This part is oscillating with an amplitude of $P_0{\phi }_0\sin [{\omega }_s({\tau }_1-{\tau }_2)/2]$ and a frequency of ${\omega }_s$. It can be found that the amplitude is zero when the following equation is satisfied, $$\frac{{\omega }_s({\tau }_1-{\tau }_2)}{2}=N\pi ,N=1,2,3\dots ,$$(4)where $N$ is an integer. By identifying the null frequency $f_{\text{null}}$ of the zero-amplitude points from the frequency spectrum of the oscillation optical intensity, we could correlate the location of the vibration source according to $$f_{\text{null}}=\frac{{\omega }_{\text{null}}}{2\pi }=\frac{Nc}{n(L-2R_1)},$$(5)where $L=R_1+R_2$ is the length of the interferometer.

After setting up the proof-of-concept experiment, our investigation focused on several key aspects. First, we examined the feasibility of utilizing the modulated ASE signal for covert optical sensing purposes. Second, we explored the impact of electrical noise, introduced through the modulation process, on the accuracy of optical sensing. Additionally, we assessed the performance of covert sensing under power constraints.

This analysis was divided into two main sections. The first section investigated the impact of communication on covert sensing, while the second section examined the impact of vibrations on the transmission performance.

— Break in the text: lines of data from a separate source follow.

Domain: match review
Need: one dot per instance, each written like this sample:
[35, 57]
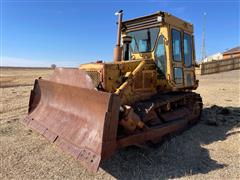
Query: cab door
[177, 57]
[189, 77]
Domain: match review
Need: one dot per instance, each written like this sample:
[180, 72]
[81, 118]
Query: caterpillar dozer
[144, 94]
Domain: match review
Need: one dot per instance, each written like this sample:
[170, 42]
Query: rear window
[187, 50]
[176, 45]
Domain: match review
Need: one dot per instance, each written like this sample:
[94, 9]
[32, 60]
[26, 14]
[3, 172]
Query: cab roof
[156, 19]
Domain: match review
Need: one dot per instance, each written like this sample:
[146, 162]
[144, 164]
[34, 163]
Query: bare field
[209, 150]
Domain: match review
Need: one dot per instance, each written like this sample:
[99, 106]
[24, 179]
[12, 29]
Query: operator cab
[165, 39]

Here, a 1 m-long fiber optic cable of the Sagnac loop is wound around a PZT ring with a 130 kHz resonance frequency. The PZT is driven by a series of electrical pulses with a frequency of 100 Hz, a duty cycle of 0.01%, and an amplitude of 2 V. This frequency is chosen because it allows each electrical pulse applied to the PZT sufficient time to decay and require a low storage depth on the oscilloscope. Here, the initial values of $R_1$ and $R_2$ are 10 and 25 km, respectively.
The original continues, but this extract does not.